遠くで花火を打ち上がる爆発音がする。八千代市の子供花火大会らしい。わが家からは、花火の姿はいっこうに見えない。いつもそうだ。夏の日は、花火の音を聞いて終わりになる。雷鳴と花火の音で夏は終わる。そういえば、今年は、白井市でいちども雷が落ちていない気がする。
花火は、どんなに遅くとも、午後9時には打ち止めになる。最後のスターマインと、滝のような火の列が帯のように川面に落ちて、夏は終わっていく。
考えてみれば、夏の日は、この数年、書籍の出版や校正に時間をとられている。最後に、仕事を離れて、思い思いの充実した夏を送ったのはいつのことだったろうか?
人間の記憶(の忘却は)恐ろしいな。忘れてかけていた。去年は、新潟の妙高高原で、自主トレをしていたではないか!
2010年の「東京マラソン」に向けてであった。そのことを忘れかけていた。8月の10日間で、100KMを走っていた。長い距離を車で走って行って、法政大学の陸上部(駅伝部)が走っている湖畔を、何度も走ったみた。
やればできる。それなのに、人間はついつい自分に妥協をしてしまうとする。弱い存在だ。今日も、わずか10Kを走るのに、暑くて何度も立ち止まりそうになった。国道16号線の交差点、通常の10Kコースの中間点まで、28分もかかっている(いつもは26分)。
暑い夏だから、仕方がない。最後まで完走したのだが、2000年の「網走ハーフ」の中間地点を思い出してしまう。人間は、トラウマからは逃れられない。
おやすみなさい。本来は、本日は(明日まで)、JFMAのサマーセミナーで小淵沢にいるはずだった。いつも、予定はその通りには実現しない。
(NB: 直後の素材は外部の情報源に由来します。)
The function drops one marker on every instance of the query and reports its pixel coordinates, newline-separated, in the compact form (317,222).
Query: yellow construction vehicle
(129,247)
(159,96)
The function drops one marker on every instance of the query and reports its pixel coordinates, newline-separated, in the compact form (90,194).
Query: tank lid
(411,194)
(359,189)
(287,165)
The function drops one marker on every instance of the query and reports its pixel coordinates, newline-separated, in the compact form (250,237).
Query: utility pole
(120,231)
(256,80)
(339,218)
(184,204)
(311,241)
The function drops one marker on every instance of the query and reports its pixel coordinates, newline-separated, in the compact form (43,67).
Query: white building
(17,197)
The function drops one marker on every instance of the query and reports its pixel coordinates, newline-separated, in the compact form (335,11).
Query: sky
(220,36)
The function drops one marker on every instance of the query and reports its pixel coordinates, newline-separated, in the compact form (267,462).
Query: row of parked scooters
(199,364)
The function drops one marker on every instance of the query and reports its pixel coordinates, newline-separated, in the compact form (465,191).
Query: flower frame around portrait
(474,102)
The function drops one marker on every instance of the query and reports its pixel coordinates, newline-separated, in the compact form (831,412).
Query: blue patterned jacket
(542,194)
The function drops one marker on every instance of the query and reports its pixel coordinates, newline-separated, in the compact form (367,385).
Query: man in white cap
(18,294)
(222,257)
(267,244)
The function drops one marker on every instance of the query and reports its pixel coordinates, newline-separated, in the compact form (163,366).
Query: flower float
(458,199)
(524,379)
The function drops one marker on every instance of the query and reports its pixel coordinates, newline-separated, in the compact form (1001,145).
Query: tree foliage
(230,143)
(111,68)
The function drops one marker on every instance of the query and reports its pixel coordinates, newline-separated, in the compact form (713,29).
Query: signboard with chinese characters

同じ場所に留まりながら、少しずつ、そうだね、少しだけ文章をつないでいく。終わりが見えない。
宿命だよな。物書きは、本当に孤独な作業だ。すべて自己責任。逃げられない。頼るのは誰もいない。本当にいつも一人だよな。
亡くなった開高健が言っていた。「書くこととは、暗闇の中を一人で歩く、孤独な作業だ」と。世の中に無いものを、でっち上げるわけだから、当然のことだ。書くことは、存在していなかったはずの「無」から「有」を生み出す行為だからね。